Customs and Border Protection (CBP) is continuing to lean toward capturing facial photos of departing foreign nationals on international flights as the biometric of choice in its nascent program to help verify the departure of these individuals from the United States in accordance with their visas, an agency official said on Thursday.

A pilot project earlier this year at a land port of entry in Southern California that involved multiple biometrics to monitor the entry and exit of pedestrians entering from Mexico and reentering that country showed that they were comfortable and use to having a photograph of their faces taken, Colleen Manaher, executive director for Planning, Program Analysis, and Evaluation within CBP’s Office of Field Operations, said at the Homeland Security Week conference hosted by IDGA.

Unidentified traveler submitting a fingerprint at a Customs and Border Protection workstation. Photo: CBP
Unidentified traveler submitting a fingerprint at a Customs and Border Protection workstation. Photo: CBP

Travelers crossing the border between Mexico and the U.S. at Otay Mesa “are not as savvy as airport travelers but clearly face was easy,” Manaher said. When it came to iris capture at the entry port, “they hesitated…they were a little afraid.” She added that people confuse iris image capture with retina scans and think “’you’re going to be zapping my eyeball.’”

“While I think iris is by far one of the most accurate in terms of biometrics in my opinion, face just seemed to be where travelers were fine,” Manaher said. “And I think that that has to inform going forward.”

Manaher said that people “love” having their picture taken, adding that they enjoy “selfies.”

Mike Hardin, deputy director of CBP’s Entry/Exit Transformation Office, told attendees that a report being prepared by a contractor is due soon on the results of the Otay Mesa pilot.

Homeland Security Secretary Jeh Johnson earlier this year directed CBP to begin implementing a biometric exit program in 2018 at U.S. airports for foreign nationals leaving the country. Congress has long mandated the use of a biometric exit program to complement the current biographic-based exit system that seeks to verify that foreign nationals have left the U.S. as scheduled under terms of their visas.

Ultimately, CBP and Congress want to roll out biometric exit processes at airports, land and seaports.

In addition to the Otay Mesa pilot, CBP is conducting other biometric pilots at several airports to test the feasibility, operating concepts, effectiveness and information technology infrastructure needs associated with implementing biometric exit solutions and reengineering the current biometric entry processes.

In Atlanta at Hartsfield Jackson International Airport CBP over the summer began a facial recognition pilot to check the departures of foreign nationals on one international flight per day. Manaher said that in the coming months CBP will be adding more flights and partners to the Atlanta biometric air exit pilot toward meeting the 2018 plan of implementing a biometric exit solution at one large airport.

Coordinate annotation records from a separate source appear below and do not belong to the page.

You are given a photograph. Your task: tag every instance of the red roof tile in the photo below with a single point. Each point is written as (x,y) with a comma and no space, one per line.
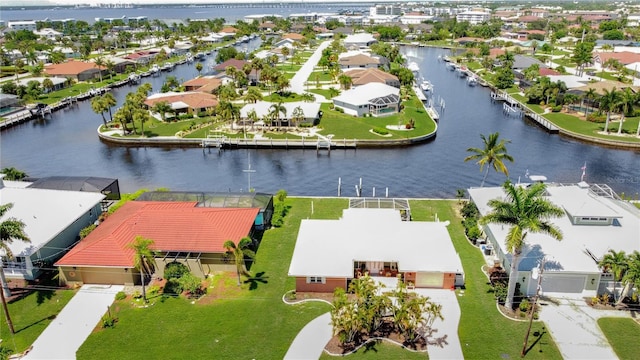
(174,226)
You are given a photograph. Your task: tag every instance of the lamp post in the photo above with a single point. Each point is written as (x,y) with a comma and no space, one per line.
(535,274)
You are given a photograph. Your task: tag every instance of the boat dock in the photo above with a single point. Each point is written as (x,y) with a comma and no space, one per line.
(515,104)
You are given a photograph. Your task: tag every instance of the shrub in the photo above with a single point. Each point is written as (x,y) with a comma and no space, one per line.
(175,270)
(380,131)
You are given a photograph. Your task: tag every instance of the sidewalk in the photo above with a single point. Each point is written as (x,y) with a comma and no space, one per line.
(298,80)
(64,336)
(573,325)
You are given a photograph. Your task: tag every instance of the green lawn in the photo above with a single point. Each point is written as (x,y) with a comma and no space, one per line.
(323,76)
(345,126)
(579,126)
(623,335)
(30,316)
(254,324)
(484,332)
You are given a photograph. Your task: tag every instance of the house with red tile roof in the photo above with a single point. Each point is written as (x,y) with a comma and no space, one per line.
(235,63)
(181,231)
(206,84)
(191,102)
(78,70)
(364,76)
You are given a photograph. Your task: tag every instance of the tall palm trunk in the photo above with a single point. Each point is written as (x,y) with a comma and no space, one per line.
(511,289)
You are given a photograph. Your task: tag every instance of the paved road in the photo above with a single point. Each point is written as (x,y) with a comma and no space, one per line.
(298,80)
(311,340)
(62,338)
(573,325)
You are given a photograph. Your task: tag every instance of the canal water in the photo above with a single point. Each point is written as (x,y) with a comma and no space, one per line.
(67,144)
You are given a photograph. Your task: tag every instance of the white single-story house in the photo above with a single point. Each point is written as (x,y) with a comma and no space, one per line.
(311,110)
(359,40)
(58,82)
(374,98)
(330,253)
(595,221)
(53,220)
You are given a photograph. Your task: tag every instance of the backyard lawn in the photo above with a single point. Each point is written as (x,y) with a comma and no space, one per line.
(484,332)
(623,335)
(244,324)
(31,315)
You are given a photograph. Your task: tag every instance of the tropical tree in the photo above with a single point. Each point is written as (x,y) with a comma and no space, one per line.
(144,259)
(240,252)
(492,155)
(99,107)
(524,210)
(13,174)
(253,95)
(632,274)
(276,109)
(609,102)
(10,229)
(614,262)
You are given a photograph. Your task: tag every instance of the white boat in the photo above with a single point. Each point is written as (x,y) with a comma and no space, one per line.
(426,86)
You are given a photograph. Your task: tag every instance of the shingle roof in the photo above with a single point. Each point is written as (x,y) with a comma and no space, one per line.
(173,226)
(365,76)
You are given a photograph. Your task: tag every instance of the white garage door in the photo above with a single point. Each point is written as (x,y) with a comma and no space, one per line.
(430,279)
(563,283)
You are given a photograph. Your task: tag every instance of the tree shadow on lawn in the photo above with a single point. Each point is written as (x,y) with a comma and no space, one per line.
(50,317)
(254,280)
(538,335)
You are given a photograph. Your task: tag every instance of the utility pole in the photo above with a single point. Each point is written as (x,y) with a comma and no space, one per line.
(537,273)
(6,310)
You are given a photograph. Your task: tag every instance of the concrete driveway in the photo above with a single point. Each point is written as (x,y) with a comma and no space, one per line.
(62,338)
(573,325)
(444,343)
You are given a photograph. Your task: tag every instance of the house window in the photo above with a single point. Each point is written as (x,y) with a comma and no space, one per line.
(315,280)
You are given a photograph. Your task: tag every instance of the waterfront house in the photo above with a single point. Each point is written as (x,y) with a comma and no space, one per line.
(330,253)
(359,40)
(360,60)
(361,77)
(77,70)
(310,111)
(206,84)
(373,98)
(182,232)
(191,102)
(186,227)
(595,221)
(53,219)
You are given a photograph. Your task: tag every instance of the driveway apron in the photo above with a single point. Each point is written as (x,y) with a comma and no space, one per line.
(66,333)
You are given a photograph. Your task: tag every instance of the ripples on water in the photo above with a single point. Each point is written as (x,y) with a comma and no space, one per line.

CBP is also testing mobile fingerprinting devices to capture data on departing foreign nationals at a number of airports. Manaher said the BE Mobile pilot has resulted in identifying “bad guys” attempting to leave the U.S. by airplane.

CBP has been using Unisys [UIS] as its systems integrator for its various biometric pilots, taking advantage of an existing border security contract the company has. For a biometric exit program the agency is expected to open up a procurement to competition.

Manaher also said that biometrics, at least in the air environment, will become an enabler for CBP, other Department of Homeland Security components, and other stakeholders in improving the travelers’ experience from their homes to their final destinations and then home again. She said the same biometric information collected and used by one government agency could be used by another, such as the Transportation Security Administration, to move more efficiently through the airport and onto a plane.

Biometrics will allow the “air travel industry to transform itself,” Manaher said.

CBP is currently facing a “perfect storm” in which it is unlikely to be getting more staff despite the fact that more people and cargo are entering the U.S. every year. “Innovation” is the key to grappling with this challenge, she said.

In the next three, five, seven to 10 years CBP will transform “the way you arrive to the United States. It will be completely different.”